突然ですが、かつて私が製作した「Yさんのウクレレ」「Rさんのウクレレ」に装着した黒いペグ、憶えていますか?
一見、バイオリン用のエボニー製ペグなのですが、本体内部に遊星ギアが内蔵されていて細かなチューニングが可能になるというフシギなペグです。私はKnilling社のペグ(バイオリン用)を加工して使いましたが、このほどウクレレ用としてPegheds社から発売されているペグが日本でも買える様になったそうなので、製作ネタとしてお知らせさせていただきます。取扱店は123MUSICというお店です。
※ この情報はMATT小林さんのブログ「MATTのひとりごと」で紹介されました。日本における取り扱い店「123MUSIC」と、このペグや遊星ギアの解説など詳細な情報が記述されていますので、先に「MATTのひとりごと」の記事をご一読されることをお勧めいたします。
後追いにて弊ブログにおいてもご紹介させていただくものですが、この機会に弊ブログでは主にこのペグ(Knilling社の方ですが)を使ったウクレレ製作の現場やPegheds社のウクレレ用ペグとKnilling社のバイオリン用ペグ、さらには通常のフリクション・ペグとの違いなどをご紹介いたしましょう。
以前に私が採用したのはKnilling社のPerfectionというペグでしたが、それ以前にPegheds社から同等品が発売されていた様です。しかしいつしかPegheds社の製品が流通しなくなり、私はタイミング的にKnilling社のペグを使ったというのが実情です。両社の関係やいきさつはここでは触れませんが、ウクレレ用のペグもリリースしているのはPegheds社の方です。Knilling社のペグをウクレレに使うには加工が必須となります。

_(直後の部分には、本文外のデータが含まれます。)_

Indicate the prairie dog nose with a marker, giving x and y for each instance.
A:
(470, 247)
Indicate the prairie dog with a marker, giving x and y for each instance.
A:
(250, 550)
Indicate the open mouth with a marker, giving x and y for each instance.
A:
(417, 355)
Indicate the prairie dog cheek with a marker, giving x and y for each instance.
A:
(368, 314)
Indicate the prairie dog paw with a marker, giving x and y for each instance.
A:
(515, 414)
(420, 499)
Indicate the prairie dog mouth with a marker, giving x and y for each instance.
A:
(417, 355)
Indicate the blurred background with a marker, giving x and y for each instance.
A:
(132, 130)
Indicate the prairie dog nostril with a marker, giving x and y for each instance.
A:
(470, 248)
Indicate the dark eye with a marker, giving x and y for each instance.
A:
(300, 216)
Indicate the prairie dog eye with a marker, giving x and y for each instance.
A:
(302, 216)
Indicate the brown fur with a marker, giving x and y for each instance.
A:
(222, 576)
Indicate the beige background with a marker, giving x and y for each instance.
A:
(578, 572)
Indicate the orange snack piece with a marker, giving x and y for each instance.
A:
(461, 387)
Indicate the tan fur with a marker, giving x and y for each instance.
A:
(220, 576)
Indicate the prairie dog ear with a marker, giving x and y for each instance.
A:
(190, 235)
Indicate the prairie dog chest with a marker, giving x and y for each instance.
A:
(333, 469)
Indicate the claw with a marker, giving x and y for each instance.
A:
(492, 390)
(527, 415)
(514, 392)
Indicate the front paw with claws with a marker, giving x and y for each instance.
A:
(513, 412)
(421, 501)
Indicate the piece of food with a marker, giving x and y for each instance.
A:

上の写真、左がKnilling社、右がPegheds社の製品です。どちらもElderly Instrumentsから購入しました。Knillingのペグはバイオリン用なので、糸倉を貫通させるために弦通し穴より先端がさらに長く伸びています。Peghedsのウクレレ用ペグは最初から長さが適正化されています。
ボタンに「LEFT」「RIGHT」とあるのは、それぞれ取り付け位置に左右の指定があるからです。つまり、ポストに巻かれた弦のテンションがペグ本体をネジ山によってヘッドに締め付ける方向に作用する様になっている訳です。左右のペグは固定用ネジ山の向きが逆になっているのです。ちなみに、ヘッドに固定する際にはネジ山だけでは強度が不十分なのでエポキシ系の接着剤を併用するのが望ましいです。

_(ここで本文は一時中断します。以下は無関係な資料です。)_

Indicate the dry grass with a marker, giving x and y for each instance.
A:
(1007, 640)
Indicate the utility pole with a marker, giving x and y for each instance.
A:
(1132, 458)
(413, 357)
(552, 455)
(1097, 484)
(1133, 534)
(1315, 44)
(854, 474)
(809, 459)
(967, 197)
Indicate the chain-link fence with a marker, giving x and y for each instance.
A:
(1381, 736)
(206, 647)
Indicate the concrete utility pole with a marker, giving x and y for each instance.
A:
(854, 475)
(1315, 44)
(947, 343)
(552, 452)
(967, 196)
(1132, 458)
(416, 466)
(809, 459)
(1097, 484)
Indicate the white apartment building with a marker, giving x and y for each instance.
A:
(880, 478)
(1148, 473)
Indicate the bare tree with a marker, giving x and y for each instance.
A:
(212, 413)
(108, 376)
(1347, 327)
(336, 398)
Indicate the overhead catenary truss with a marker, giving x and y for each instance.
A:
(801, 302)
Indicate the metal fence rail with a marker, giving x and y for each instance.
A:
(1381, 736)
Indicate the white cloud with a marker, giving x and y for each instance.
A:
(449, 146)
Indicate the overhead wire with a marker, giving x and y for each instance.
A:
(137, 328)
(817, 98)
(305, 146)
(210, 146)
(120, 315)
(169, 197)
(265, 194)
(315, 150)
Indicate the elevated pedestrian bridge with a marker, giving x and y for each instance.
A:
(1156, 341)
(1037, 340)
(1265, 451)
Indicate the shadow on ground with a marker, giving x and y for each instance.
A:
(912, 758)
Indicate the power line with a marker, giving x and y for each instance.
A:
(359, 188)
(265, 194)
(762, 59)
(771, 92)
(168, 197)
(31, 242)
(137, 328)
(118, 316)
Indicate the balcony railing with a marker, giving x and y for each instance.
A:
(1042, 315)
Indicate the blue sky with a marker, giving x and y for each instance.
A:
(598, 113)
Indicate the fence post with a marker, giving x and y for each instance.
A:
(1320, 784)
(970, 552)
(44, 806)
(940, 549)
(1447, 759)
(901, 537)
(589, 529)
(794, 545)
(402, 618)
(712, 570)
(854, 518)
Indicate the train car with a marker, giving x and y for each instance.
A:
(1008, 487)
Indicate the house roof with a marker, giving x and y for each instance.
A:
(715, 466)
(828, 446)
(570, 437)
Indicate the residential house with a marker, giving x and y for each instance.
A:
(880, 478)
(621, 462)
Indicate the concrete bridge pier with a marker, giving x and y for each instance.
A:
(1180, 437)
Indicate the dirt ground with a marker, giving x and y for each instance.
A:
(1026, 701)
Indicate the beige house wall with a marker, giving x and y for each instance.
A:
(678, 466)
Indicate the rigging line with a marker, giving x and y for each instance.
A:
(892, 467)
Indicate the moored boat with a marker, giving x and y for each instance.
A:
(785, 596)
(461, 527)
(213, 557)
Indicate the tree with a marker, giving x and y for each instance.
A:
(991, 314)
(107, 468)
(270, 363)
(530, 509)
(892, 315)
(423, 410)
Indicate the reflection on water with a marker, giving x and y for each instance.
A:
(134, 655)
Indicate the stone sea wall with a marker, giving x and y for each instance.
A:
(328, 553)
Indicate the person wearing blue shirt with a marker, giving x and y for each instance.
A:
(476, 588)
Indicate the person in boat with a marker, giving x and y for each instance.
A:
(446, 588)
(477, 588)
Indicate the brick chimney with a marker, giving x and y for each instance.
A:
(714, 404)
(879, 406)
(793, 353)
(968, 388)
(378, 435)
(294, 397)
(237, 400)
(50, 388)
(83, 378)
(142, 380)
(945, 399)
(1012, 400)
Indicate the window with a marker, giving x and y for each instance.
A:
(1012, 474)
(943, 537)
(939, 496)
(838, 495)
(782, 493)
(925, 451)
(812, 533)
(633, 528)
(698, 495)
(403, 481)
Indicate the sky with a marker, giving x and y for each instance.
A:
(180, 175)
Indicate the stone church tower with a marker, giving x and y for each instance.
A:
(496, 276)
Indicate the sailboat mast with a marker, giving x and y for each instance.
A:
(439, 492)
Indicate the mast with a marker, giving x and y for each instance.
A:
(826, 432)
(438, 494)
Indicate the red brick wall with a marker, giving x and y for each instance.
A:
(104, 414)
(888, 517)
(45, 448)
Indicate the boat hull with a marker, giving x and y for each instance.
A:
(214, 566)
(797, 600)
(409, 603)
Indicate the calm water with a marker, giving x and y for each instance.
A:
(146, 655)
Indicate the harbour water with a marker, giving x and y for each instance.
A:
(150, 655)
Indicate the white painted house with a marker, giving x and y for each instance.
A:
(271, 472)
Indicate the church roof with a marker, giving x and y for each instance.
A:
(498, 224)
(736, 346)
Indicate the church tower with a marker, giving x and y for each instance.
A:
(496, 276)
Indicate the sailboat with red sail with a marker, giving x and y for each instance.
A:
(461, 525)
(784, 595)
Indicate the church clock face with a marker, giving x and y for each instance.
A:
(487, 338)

Peghedsのウクレレ用、Knillingのバイオリン用、Groverのウクレレ用(通常のフリクション・タイプ)を並べてみました。
左の写真では、弦通し穴やネジ山の位置関係などが似て非なる物である事が判ります。ボタンは樹脂、本体(遊星ギアのハウジング)は金属製です。
右の写真を見ると、通常のペグとはまったく別物である事が理解出来ます。ヘッドに取付ける際、通常のフリクション・ペグではブッシュ径に合わせた穴を開けるだけで装着が可能になりますが、遊星ギアの2社の製品は木製ペグよろしく本体にテーパーが付いているため、取付け穴自体もテーパー加工する必要があります。
ですから(恐らく殆どの場合)、一般的なフリクション・ペグからPegheds(あるいはKnilling)への交換には、ヘッドに開いたペグ取付け穴を埋め直してテーパー加工する必要が生じる可能性が高いはずです。この事から、多くのユーザーにとって自分で交換作業する事への敷居を高くしていると言わざるを得ません。実際、メーカーとしてもリペアマンによる取付けを推奨しています。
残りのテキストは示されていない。